Emotet continues to collect the names of running processes by calling the APIs CreateToolhelp32Snapshot, Process32FirstW, and Process32NextW. The next step is to put all collected data together into a structure and then encrypt the entire data set. Figure 6 shows that the data has been copied into a structure. The values in red rectangle are flags to indicate what the following data is. The string behind ‘12’ is the computer name, the data behind ‘18’ is the native system information, and the byte after ‘20’ is the SessionID from PEB. The DWORD value next to ‘2D’ is the CRC32 value of Emotet, the string following ‘32’ is the collected process name list, and the value with a blue underscore is the length of the following data, which uses a kind of utf-8 encoding.

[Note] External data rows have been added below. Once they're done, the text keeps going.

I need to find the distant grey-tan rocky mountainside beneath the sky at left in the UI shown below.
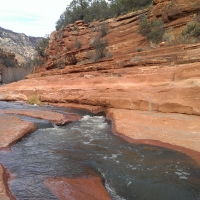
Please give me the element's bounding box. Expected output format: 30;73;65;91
0;27;42;63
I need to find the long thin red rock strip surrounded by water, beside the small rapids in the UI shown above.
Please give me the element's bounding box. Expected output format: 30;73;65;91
5;110;81;125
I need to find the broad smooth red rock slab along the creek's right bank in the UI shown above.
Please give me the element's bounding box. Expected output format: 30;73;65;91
107;109;200;164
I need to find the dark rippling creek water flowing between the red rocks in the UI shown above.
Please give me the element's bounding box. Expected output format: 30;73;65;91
0;102;200;200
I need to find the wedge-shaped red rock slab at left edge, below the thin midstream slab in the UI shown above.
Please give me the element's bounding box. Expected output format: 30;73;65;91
0;115;36;149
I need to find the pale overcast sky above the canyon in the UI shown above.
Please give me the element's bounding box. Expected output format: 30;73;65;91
0;0;71;37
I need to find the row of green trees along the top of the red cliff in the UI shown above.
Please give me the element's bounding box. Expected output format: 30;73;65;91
56;0;152;30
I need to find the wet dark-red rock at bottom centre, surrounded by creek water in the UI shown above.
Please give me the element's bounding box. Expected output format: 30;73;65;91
45;176;111;200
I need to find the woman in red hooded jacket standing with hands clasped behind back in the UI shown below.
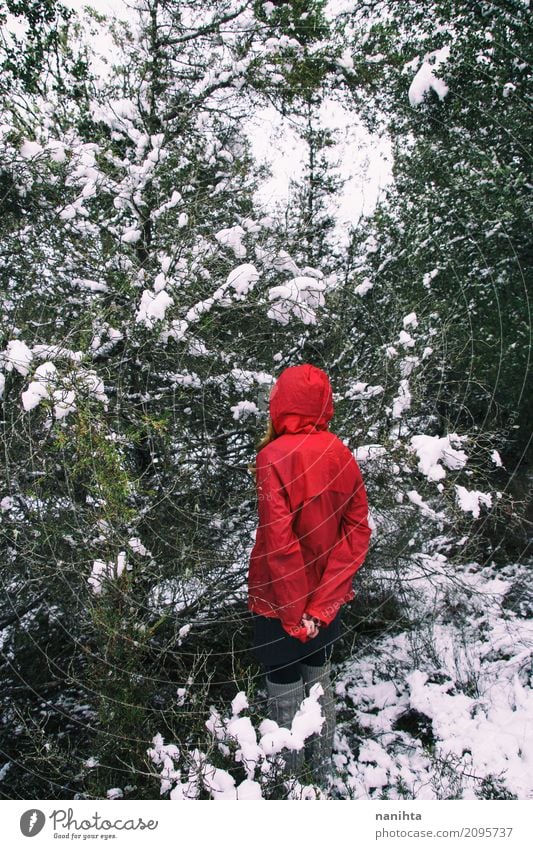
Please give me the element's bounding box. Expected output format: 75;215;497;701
248;363;371;780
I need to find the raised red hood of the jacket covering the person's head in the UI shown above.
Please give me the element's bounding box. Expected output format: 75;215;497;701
269;363;333;436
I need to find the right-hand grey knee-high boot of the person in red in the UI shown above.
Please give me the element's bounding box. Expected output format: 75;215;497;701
300;660;336;783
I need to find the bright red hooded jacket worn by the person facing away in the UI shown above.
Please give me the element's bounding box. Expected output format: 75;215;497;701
248;363;371;642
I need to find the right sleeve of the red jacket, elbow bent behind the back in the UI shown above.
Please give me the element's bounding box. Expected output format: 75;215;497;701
305;464;372;625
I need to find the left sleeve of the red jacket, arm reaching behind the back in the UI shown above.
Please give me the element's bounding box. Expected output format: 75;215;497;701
256;452;309;642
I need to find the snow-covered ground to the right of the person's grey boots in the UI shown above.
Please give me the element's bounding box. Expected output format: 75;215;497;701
331;564;533;799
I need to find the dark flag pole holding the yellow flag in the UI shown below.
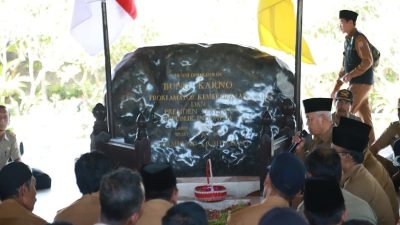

As I mentioned in my previous blog, its C&C server can check if there are analysis tools (like wireshark, debuggers, etc.) running on the victim’s machine. If detected, it will not reply with available data.
After the data is encrypted, it is encoded using Base64. Moreover, it then disguises the Base64 code as a Cookies value of an HTTP header. You can see the Base64 code in Figure 7.
In Figure 7, you can also see the C&C server replies back with some data. When the device receives data for the first time from the C&C server, it creates an auto-run entry named “cultruesource” under the sub-key “HKCU\Software\Microsoft\Windows\CurrentVersion\Run” in the system registry. Now it has two ways to start Emotet, i.e. the system service and the auto-run in the system registry. In Figures 8 and 9 you can see more information about adding the auto-run entry to the registry.
By decrypting the received data, I am able to get a PE file, as you can see in Figure 10. From my analysis, I found that the decrypted PE file is another Emotet. It is just used to upgrade itself.
So far, this is my analysis for this new variant. I will continue to monitor this Emotet campaign for additional functions and changes.